La fin de l'omerta
DÉBAT. Provocante, Jacqueline de Quattro veut que le Parti libéral-radical lance une initiative populaire sur l’adhésion de la Suisse à l’Union européenne.
Pour renouveler le Parti libéral-radical, Fulvio Pelli a misé depuis quatre ans sur les femmes et les jeunes. S’en mord-il désormais les doigts? Alors que la direction du parti récuse violemment toute discussion sur l’adhésion de la Suisse à l’Union européenne, jugeant plus opportun de signer des accords de libre-échange avec l’Inde et la Chine, la section des jeunes libéraux-radicaux des hautes écoles a organisé samedi dernier à Lausanne un débat sur «l’avenir européen de la Suisse».
Un boulevard politique. Pire, la conseillère d’Etat vaudoise Jacqueline de Quattro, par ailleurs présidente des femmes libéralesradicales, a clairement souhaité que le PLR lance une initiative populaire demandant l’adhésion. Quant au conseiller d’Etat genevois François Longchamp, il a estimé que la reprise du débat sur l’adhésion représentait «politiquement un boulevard pour le PLR entre le Parti socialiste qui a quitté le terrain européen et l’UDC» que toute perspective de rapprochement avec l’UE révulse.
Autre élu PLR invité par les jeunes, le Valaisan Claude Roch a pour sa part plaidé le passage par un accord-cadre (coiffant les 130 accords bilatéraux) pour préparer à plus long terme, «faire mûrir» le débat sur l’adhésion. Quatrième conseiller d’Etat sollicité pour cette matinée d’information, le Vaudois Philippe Leuba, plus dubitatif sur l’option de l’adhésion, a jugé que la discussion ne devait pas être repoussée audelà de 2011, année des élections fédérales, «pour de pures raisons électoralistes, par peur de perdre des voix».
La direction du PLR n’a pris connaissance des propos tenus par ses élus que par la presse. «Que les jeunes organisent un débat européen, c’est tout à leur honneur et c’est leur rôle, explique Damien Cottier, porte-parole du PLR. Mais il n’est pas question de lancer un débat national sur l’adhésion avant 2011. Le PLR soutient la poursuite de la voie bilatérale. Mme de Quattro est membre du comité exécutif, si elle veut mettre une proposition à l’agenda, elle peut le faire.»
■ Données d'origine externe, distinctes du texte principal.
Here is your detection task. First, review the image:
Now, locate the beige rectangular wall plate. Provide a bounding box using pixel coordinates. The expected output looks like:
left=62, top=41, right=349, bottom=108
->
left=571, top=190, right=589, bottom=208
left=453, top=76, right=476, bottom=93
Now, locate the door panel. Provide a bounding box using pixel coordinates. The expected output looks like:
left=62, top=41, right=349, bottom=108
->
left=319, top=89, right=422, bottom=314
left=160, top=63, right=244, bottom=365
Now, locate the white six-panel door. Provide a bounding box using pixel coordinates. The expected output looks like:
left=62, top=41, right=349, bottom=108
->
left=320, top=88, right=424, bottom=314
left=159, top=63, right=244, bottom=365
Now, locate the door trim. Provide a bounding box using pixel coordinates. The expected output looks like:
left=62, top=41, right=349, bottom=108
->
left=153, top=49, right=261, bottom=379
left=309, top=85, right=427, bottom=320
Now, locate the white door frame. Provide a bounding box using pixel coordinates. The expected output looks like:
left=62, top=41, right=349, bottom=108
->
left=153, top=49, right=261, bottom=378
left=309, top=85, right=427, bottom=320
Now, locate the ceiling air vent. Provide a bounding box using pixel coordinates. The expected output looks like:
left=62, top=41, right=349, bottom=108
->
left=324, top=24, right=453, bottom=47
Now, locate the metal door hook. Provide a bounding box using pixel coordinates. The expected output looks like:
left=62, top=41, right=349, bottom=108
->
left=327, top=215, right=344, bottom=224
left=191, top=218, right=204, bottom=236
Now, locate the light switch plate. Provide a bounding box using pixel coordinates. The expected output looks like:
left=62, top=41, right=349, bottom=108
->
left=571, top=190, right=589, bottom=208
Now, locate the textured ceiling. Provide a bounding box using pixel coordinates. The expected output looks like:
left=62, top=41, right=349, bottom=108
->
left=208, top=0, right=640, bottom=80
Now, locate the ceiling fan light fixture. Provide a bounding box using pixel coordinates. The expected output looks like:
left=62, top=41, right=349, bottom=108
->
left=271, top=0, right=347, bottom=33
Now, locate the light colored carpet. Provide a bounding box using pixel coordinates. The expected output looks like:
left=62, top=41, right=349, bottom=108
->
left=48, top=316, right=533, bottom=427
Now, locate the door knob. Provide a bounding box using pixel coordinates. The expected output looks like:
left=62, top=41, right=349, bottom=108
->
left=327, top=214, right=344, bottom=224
Un nouveau 13 mars. Comme l’a souligné dans son introduction l’un des organisateurs de la manifestation, le Valaisan Philippe Nantermod, il s’agit de mettre fin à «l’omertà» qui entoure tout débat sur l’adhésion depuis plus d’une décennie. Mais les conseillers d’Etat libéraux-radicaux n’ignorent pas les difficultés. Ils réclament surtout de leur parti «une nouvelle analyse»: la voie bilatérale se révèle de plus en plus «étroite», trop «statique» par rapport à une législation européenne toujours en train d’évoluer. Ils ne doutent pas que les milieux économiques eux aussi procèdent bientôt à un nouvel examen, notamment si l’accès aux marchés de certains produits n’est plus assuré.
«Il est temps de secouer le landerneau, a conclu Mme de Quattro, une initative doit être l’expression d’une volonté populaire. Il ne s’agit pas de lancer une idée le lundi dans la presse pour qu’elle soit tuée le mardi.» Mais bien plutôt d’instruire le dossier de l’adhésion, afin d’éviter de devoir négocier ou céder dans la panique comme ce fut le cas pour le secret bancaire le 13 mars dernier.